Design of silicon-based micro-actuator with two state-recoverable semicircle slides for switching on/off detonation energy

Abstract

The micro-actuator is a key element of the MEMS-based initiator. In order to ensure safety and achieve the function of detonation energy isolation and transmission of the micro-pyrotechnic sequence, it is necessary to set up a safety and arming device between the micro-heater and energetic materials on the next level in the initiator. In this paper, the MEMS safety and arming device was simulated and analyzed, and the actuator chip was made based on MEMS technology and then tested. The results showed that the maximum temperature and displacement generated by the silicon-based micro-actuator increased with increasing actuation voltage. When the actuation voltage was larger than 16 V, the device could not work normally because the maximum temperature of the device was higher than the melting point of silicon. Furthermore, the influence factors on the state-recoverable property of the device were studied by changing the actuation voltage, length, width, and thickness of the V-shaped beam in a single way.
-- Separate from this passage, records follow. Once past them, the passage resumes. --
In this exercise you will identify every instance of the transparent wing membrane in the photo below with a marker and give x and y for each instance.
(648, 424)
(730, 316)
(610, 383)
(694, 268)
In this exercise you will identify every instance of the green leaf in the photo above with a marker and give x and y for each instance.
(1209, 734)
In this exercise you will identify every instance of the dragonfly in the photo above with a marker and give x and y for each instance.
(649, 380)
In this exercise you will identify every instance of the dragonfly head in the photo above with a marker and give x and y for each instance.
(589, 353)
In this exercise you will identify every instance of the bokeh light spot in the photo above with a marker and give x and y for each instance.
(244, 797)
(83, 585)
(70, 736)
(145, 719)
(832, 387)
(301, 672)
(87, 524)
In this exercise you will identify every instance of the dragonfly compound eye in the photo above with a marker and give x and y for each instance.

The results showed that when the actuation voltage remained unchanged and the other factors were changed in a single way, the smaller structural parameters resulted in the shorter response time and recovery time, while the displacement generated was smaller. Meanwhile, the larger structural parameters resulted in larger displacements, while the response time and recovery time were larger. In addition, the state-recoverable characteristics of the device were affected by the working environmental temperature. It is of great significance to the design of the MEMS-based initiator.